Dat het verdachte te doen was om geld van [persoon 1] te krijgen, volgt zonder meer uit de teksten ‘
ik heb de opdracht gekregen om geld te komen incasseren bij jouw!’en ‘
je gaat al ze geld teruggeven’.
Dat het oogmerk zich te bevoordelen – door het geld van [persoon 1] te krijgen – wederrechtelijk was, volgt uit de omstandigheid dat hierbij bedreiging met geweld werd ingezet, terwijl verdachte daartoe niet gerechtigd was. Of verdachte al dan niet civielrechtelijk aanspraak kon maken of meende te kunnen maken op betaling van een geldbedrag door [persoon 1] maakt daarbij niet uit.

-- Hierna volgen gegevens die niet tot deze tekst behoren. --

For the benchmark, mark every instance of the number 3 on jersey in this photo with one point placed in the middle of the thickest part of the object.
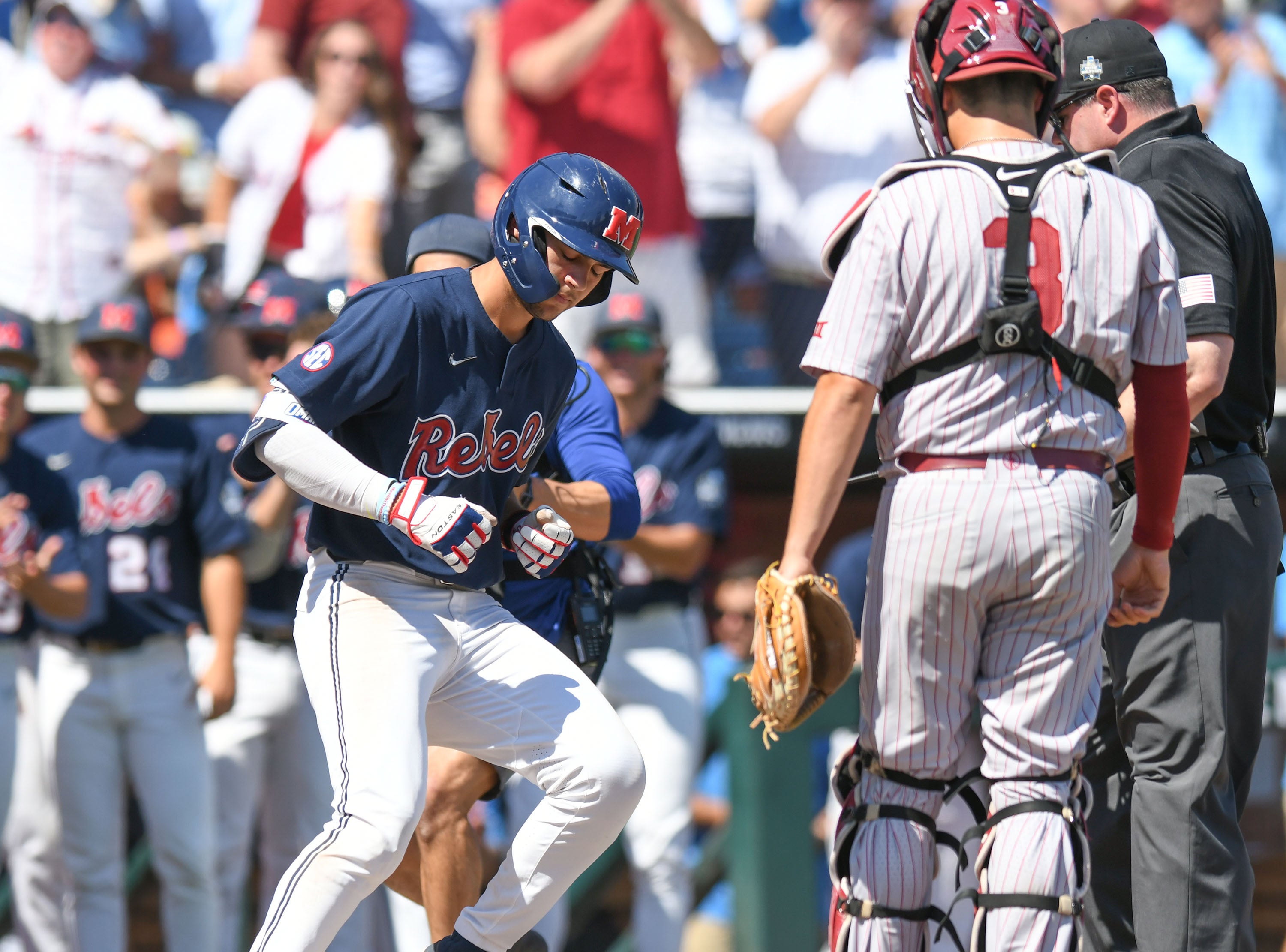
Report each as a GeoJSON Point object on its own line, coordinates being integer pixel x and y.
{"type": "Point", "coordinates": [1045, 273]}
{"type": "Point", "coordinates": [135, 567]}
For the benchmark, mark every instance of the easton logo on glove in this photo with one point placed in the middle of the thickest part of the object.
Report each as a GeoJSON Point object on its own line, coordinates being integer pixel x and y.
{"type": "Point", "coordinates": [804, 649]}
{"type": "Point", "coordinates": [451, 528]}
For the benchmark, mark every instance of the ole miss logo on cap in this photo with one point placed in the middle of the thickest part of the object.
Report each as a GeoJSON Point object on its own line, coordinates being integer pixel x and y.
{"type": "Point", "coordinates": [11, 336]}
{"type": "Point", "coordinates": [623, 229]}
{"type": "Point", "coordinates": [278, 310]}
{"type": "Point", "coordinates": [117, 317]}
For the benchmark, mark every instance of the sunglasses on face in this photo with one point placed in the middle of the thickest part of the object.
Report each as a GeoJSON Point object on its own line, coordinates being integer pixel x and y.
{"type": "Point", "coordinates": [628, 342]}
{"type": "Point", "coordinates": [367, 61]}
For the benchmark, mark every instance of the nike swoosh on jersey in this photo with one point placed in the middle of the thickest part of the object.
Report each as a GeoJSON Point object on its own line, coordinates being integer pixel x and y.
{"type": "Point", "coordinates": [1006, 177]}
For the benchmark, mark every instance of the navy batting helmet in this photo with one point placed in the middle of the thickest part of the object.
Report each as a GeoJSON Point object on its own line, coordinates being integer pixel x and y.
{"type": "Point", "coordinates": [586, 205]}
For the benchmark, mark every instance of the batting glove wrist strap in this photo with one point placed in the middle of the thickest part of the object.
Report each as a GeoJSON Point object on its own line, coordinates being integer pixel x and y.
{"type": "Point", "coordinates": [541, 540]}
{"type": "Point", "coordinates": [451, 528]}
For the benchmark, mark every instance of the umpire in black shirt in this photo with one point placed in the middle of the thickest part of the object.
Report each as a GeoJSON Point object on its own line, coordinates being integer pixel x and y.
{"type": "Point", "coordinates": [1180, 721]}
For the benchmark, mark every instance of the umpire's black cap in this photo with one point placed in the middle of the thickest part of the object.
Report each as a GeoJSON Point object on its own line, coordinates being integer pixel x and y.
{"type": "Point", "coordinates": [1106, 53]}
{"type": "Point", "coordinates": [119, 319]}
{"type": "Point", "coordinates": [456, 234]}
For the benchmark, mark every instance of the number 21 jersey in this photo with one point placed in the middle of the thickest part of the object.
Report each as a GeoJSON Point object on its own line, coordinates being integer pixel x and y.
{"type": "Point", "coordinates": [150, 506]}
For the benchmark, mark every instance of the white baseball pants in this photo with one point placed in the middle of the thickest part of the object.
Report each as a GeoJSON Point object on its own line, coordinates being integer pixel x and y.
{"type": "Point", "coordinates": [654, 681]}
{"type": "Point", "coordinates": [992, 585]}
{"type": "Point", "coordinates": [33, 837]}
{"type": "Point", "coordinates": [394, 664]}
{"type": "Point", "coordinates": [132, 715]}
{"type": "Point", "coordinates": [269, 774]}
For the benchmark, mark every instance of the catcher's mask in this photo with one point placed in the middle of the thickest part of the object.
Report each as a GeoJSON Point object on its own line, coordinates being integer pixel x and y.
{"type": "Point", "coordinates": [966, 39]}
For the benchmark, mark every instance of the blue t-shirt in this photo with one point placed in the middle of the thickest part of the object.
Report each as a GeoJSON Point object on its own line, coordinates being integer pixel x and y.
{"type": "Point", "coordinates": [151, 506]}
{"type": "Point", "coordinates": [1249, 119]}
{"type": "Point", "coordinates": [269, 603]}
{"type": "Point", "coordinates": [49, 513]}
{"type": "Point", "coordinates": [679, 471]}
{"type": "Point", "coordinates": [586, 445]}
{"type": "Point", "coordinates": [416, 380]}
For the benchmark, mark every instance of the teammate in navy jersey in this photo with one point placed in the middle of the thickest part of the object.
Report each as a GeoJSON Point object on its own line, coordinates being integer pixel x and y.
{"type": "Point", "coordinates": [267, 757]}
{"type": "Point", "coordinates": [116, 699]}
{"type": "Point", "coordinates": [586, 477]}
{"type": "Point", "coordinates": [39, 567]}
{"type": "Point", "coordinates": [439, 391]}
{"type": "Point", "coordinates": [652, 675]}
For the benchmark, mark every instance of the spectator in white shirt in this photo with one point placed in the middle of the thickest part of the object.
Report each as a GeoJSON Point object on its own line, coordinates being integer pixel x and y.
{"type": "Point", "coordinates": [306, 170]}
{"type": "Point", "coordinates": [832, 117]}
{"type": "Point", "coordinates": [75, 135]}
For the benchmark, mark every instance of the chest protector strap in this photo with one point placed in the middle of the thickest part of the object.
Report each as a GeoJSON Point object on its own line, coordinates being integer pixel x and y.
{"type": "Point", "coordinates": [1015, 326]}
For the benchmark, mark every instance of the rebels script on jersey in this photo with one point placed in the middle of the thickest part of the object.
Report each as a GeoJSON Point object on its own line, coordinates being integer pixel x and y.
{"type": "Point", "coordinates": [151, 508]}
{"type": "Point", "coordinates": [928, 263]}
{"type": "Point", "coordinates": [49, 513]}
{"type": "Point", "coordinates": [415, 380]}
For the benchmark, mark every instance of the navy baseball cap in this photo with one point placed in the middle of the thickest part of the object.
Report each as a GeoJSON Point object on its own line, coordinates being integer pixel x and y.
{"type": "Point", "coordinates": [17, 339]}
{"type": "Point", "coordinates": [1106, 53]}
{"type": "Point", "coordinates": [627, 310]}
{"type": "Point", "coordinates": [276, 303]}
{"type": "Point", "coordinates": [121, 319]}
{"type": "Point", "coordinates": [456, 234]}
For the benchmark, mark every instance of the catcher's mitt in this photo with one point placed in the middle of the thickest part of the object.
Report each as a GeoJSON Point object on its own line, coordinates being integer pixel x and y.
{"type": "Point", "coordinates": [804, 649]}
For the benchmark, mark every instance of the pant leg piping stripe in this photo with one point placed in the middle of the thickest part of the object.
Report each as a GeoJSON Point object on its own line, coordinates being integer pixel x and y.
{"type": "Point", "coordinates": [334, 618]}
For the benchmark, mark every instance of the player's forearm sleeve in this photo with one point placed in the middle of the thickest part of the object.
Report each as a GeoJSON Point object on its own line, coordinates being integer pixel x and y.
{"type": "Point", "coordinates": [319, 468]}
{"type": "Point", "coordinates": [1160, 449]}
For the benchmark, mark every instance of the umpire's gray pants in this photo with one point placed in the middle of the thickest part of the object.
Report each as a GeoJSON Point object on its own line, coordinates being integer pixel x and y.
{"type": "Point", "coordinates": [1180, 724]}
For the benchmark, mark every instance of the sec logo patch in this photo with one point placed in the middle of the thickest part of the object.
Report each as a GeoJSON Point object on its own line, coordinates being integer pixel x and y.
{"type": "Point", "coordinates": [318, 358]}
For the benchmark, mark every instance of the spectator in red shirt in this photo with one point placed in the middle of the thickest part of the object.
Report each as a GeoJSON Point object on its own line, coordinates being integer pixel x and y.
{"type": "Point", "coordinates": [592, 76]}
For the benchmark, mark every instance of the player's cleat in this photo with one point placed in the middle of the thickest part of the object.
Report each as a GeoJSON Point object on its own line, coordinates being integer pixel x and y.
{"type": "Point", "coordinates": [532, 942]}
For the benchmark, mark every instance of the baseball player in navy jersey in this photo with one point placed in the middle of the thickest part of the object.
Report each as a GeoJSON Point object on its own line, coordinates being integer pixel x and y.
{"type": "Point", "coordinates": [652, 676]}
{"type": "Point", "coordinates": [439, 393]}
{"type": "Point", "coordinates": [116, 699]}
{"type": "Point", "coordinates": [998, 296]}
{"type": "Point", "coordinates": [586, 477]}
{"type": "Point", "coordinates": [39, 567]}
{"type": "Point", "coordinates": [267, 757]}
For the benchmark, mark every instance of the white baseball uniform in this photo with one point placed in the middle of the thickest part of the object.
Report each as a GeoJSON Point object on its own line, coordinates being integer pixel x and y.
{"type": "Point", "coordinates": [989, 583]}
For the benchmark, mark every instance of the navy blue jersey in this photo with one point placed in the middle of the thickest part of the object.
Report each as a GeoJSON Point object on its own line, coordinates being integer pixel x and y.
{"type": "Point", "coordinates": [679, 470]}
{"type": "Point", "coordinates": [269, 603]}
{"type": "Point", "coordinates": [586, 445]}
{"type": "Point", "coordinates": [49, 513]}
{"type": "Point", "coordinates": [150, 506]}
{"type": "Point", "coordinates": [416, 380]}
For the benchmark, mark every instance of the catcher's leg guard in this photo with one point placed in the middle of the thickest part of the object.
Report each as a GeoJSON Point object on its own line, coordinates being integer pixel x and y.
{"type": "Point", "coordinates": [1033, 864]}
{"type": "Point", "coordinates": [885, 856]}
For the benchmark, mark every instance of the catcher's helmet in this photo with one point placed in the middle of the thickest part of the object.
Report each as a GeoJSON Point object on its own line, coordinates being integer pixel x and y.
{"type": "Point", "coordinates": [965, 39]}
{"type": "Point", "coordinates": [586, 205]}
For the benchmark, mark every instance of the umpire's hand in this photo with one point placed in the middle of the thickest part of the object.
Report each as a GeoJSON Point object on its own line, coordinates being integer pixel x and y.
{"type": "Point", "coordinates": [1141, 583]}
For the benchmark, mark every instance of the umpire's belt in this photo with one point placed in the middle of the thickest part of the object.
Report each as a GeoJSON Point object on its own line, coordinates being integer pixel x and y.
{"type": "Point", "coordinates": [1083, 461]}
{"type": "Point", "coordinates": [1202, 452]}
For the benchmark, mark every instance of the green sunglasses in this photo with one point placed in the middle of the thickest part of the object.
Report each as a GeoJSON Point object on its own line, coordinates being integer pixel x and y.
{"type": "Point", "coordinates": [633, 341]}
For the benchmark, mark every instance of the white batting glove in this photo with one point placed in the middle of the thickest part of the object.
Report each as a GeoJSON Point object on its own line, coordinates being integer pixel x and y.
{"type": "Point", "coordinates": [541, 541]}
{"type": "Point", "coordinates": [451, 528]}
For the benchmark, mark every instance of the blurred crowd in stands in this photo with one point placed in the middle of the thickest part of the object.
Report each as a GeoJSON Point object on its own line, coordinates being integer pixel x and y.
{"type": "Point", "coordinates": [179, 148]}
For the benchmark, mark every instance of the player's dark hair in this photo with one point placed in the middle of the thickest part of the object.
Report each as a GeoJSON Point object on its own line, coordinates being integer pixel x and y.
{"type": "Point", "coordinates": [1153, 96]}
{"type": "Point", "coordinates": [310, 328]}
{"type": "Point", "coordinates": [997, 89]}
{"type": "Point", "coordinates": [745, 571]}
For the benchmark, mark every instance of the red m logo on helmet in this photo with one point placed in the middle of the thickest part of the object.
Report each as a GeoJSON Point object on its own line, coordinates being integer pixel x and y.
{"type": "Point", "coordinates": [623, 229]}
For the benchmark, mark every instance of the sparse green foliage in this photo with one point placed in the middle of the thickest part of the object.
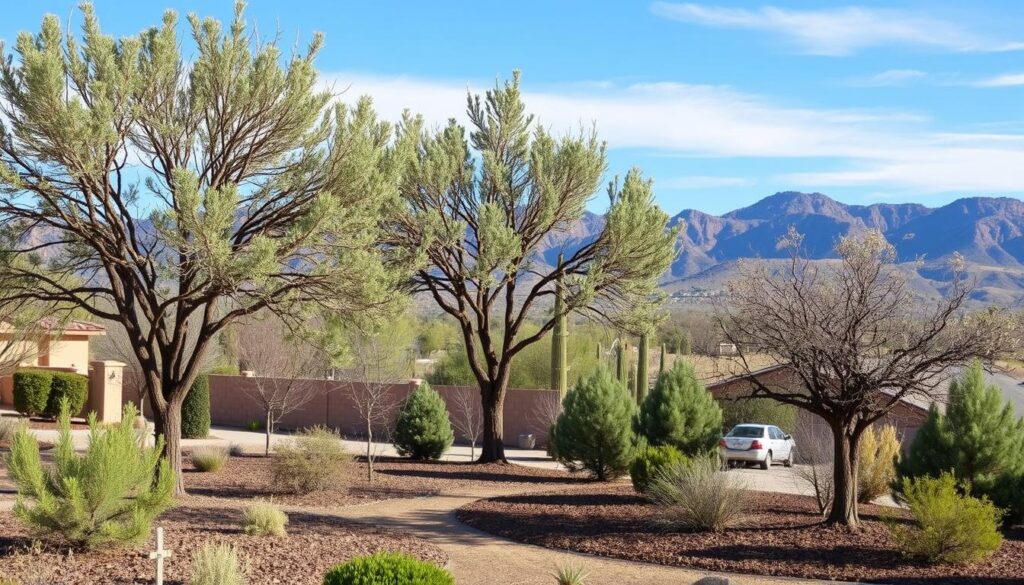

Ten aanzien van het feit in zaak B
Dat verdachte op 18 juli 2016 en 30 augustus 2016 in Amsterdam een auto bestuurde en dat zijn rijbewijs op die momenten ongeldig was verklaard, volgt uit de bewijsmiddelen en wordt door verdachte niet weersproken.
De rechtbank acht, met de officier van justitie en anders dan de raadsman, ook bewezen dat verdachte op voormelde momenten redelijkerwijs had moeten weten dat zijn rijbewijs ongeldig was verklaard. Bij brief van 25 november 2015 van het CBR is verdachte namelijk meegedeeld dat hij vanwege onverantwoord gedrag in het verkeer op 5 november 2015 een cursus moest volgen over verantwoord rijgedrag. Daarbij is een factuur gevoegd voor de opleggingskosten die horen bij die cursus. In zowel de brief als in de factuur is vermeld dat verdachte mee moet werken dan wel op tijd moet betalen om te voorkomen dat zijn rijbewijs ongeldig wordt verklaard. Verdachte heeft verklaard dat hij deze brief heeft ontvangen. Bij brief van 12 februari 2016 van het CBR is verdachte vervolgens meegedeeld dat verdachte de cursus niet of niet op tijd heeft betaald, dus de cursus niet heeft gevolgd en dat daarom is besloten zijn rijbewijs ongeldig te verklaren. Uit deze brief, die verdachte naar zijn zeggen niet zou hebben ontvangen, volgt dat verdachte heeft nagelaten (tijdig) de cursus te betalen. Nu verdachte gelet op de brief van 25 november 2015 al bekend was met het mogelijke gevolg van niet meewerken/niet (tijdig) betalen van de cursus had verdachte op 18 juli 2016 en 30 augustus 2016, ook al zou hij de brief van 12 februari 2016 niet hebben ontvangen, redelijkerwijs moeten weten dat zijn rijbewijs ongeldig was verklaard. Het lag op de weg van verdachte om alvorens weer (na een periode in detentie) te gaan rijden onderzoek te doen naar de geldigheid van zijn rijbewijs, wat hij heeft nagelaten.